As for 3-D Secure, EMVCo got involved in the 2.0 update, but was not part of the initial technology developed through Visa. The cumbersome process for 3-D Secure when it initially launched — a second password entered at the point of purchase, causing much cart abandonment — became much smoother after EMVCo rewrote the spec and added enhancements for it to work on apps and mobile phones.
"We didn't really tinker with the old spec," Byrne said. "We really took the concept and redid it, as the difference between those two specs is significant."
It's important for EMVCo to obtain feedback from any industry in which advancing payments technology would be vital.
Essentially, EMVCo specs evolve based on much of that feedback, particularly in terms of making sure the specs work in all scenarios.
"A good example is feedback from the gaming industry," EMVCo's Latge said. "We had released EMV for years and the gaming industry kept coming to us and wanting the ability for a person to buy something during the course of their game without spending five or 10 minutes to do so."
As a result, Latge said, it is likely that 3-D Secure would ultimately be enhanced to make it possible "for a gamer to buy things during the game and do it quickly without interrupting the game taking place."
Don't confuse it with PCI
While EMVCo does confer with the PCI Security Council often, the two bodies have different roles — and do not have any authority to approve or reject each other's specifications.
"We think there is a very complementary nature to the work that we do," Byrne said.
The major card brands came together in the early 1990s to combine the various security standards they had established for different global markets and formed the concept of PCI compliance and the data security standard.

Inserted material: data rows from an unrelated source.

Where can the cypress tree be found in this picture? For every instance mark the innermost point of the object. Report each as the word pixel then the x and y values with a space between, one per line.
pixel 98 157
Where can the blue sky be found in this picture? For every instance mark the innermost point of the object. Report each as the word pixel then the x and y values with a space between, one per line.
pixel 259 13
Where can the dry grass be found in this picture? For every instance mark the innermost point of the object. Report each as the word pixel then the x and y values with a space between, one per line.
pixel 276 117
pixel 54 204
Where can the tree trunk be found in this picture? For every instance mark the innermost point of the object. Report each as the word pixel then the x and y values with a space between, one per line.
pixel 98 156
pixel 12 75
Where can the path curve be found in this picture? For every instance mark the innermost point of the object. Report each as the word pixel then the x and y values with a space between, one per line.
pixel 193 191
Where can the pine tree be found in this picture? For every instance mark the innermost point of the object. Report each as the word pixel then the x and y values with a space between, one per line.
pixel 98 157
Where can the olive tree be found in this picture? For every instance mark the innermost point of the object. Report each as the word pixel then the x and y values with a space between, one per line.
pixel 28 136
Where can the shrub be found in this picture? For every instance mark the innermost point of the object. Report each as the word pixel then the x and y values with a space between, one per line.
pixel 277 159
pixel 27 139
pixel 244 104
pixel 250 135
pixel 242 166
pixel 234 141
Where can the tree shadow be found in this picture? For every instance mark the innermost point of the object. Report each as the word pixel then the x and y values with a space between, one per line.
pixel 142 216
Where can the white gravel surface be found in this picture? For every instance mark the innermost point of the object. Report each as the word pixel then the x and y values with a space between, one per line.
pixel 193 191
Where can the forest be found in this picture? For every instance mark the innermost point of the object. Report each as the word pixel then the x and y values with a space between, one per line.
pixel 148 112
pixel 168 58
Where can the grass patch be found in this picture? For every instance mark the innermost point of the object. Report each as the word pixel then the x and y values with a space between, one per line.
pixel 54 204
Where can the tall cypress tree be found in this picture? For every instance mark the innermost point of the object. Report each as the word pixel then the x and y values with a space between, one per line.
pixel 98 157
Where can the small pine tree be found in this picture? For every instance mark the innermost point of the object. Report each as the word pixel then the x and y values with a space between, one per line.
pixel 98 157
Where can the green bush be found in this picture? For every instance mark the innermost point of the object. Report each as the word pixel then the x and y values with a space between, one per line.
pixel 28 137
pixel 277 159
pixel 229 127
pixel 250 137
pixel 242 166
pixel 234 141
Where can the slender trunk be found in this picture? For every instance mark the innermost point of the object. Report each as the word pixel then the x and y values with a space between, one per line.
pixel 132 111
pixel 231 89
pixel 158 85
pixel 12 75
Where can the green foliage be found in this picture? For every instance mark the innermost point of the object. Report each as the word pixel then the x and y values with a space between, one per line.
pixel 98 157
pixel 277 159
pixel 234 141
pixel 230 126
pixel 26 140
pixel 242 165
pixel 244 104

Within that standard, PCI provides numerous guidelines, recommendations and specifications to follow in operating a secure payments network.
"We put out a new spec that, by its nature, is going to be involved with card payments. And that is what we do," Byrne said. "How that sensitive data is protected, that is PCI's world and they look at it from that perspective."
Still, EMVCo's testing and certification processes support emerging payment card acceptance requirements — heightening PCI's awareness of what is coming and what sort of security measures it might need to develop and institute.
Most recently, EMVCo has focused on enhanced contactless spec development and testing infrastructure to support deployment of contactless payments, as well as providing a new EMV terminal integration testing framework that reduces the time it takes for terminals to go live.
In addition, new terminal certification processes assure good consumer experiences when commercial off-the-shelf devices like mobile phones are used at a terminal, and an updated security evaluation process supports software-based device payment applications and the internet of things.
"We want the work we do to make it easier for everyone to compete, and that is one of the reasons that EMVCo specs have always been royalty free," Byrne said. "It's for those global and regional payment networks around the world who want to build their own card-based solutions."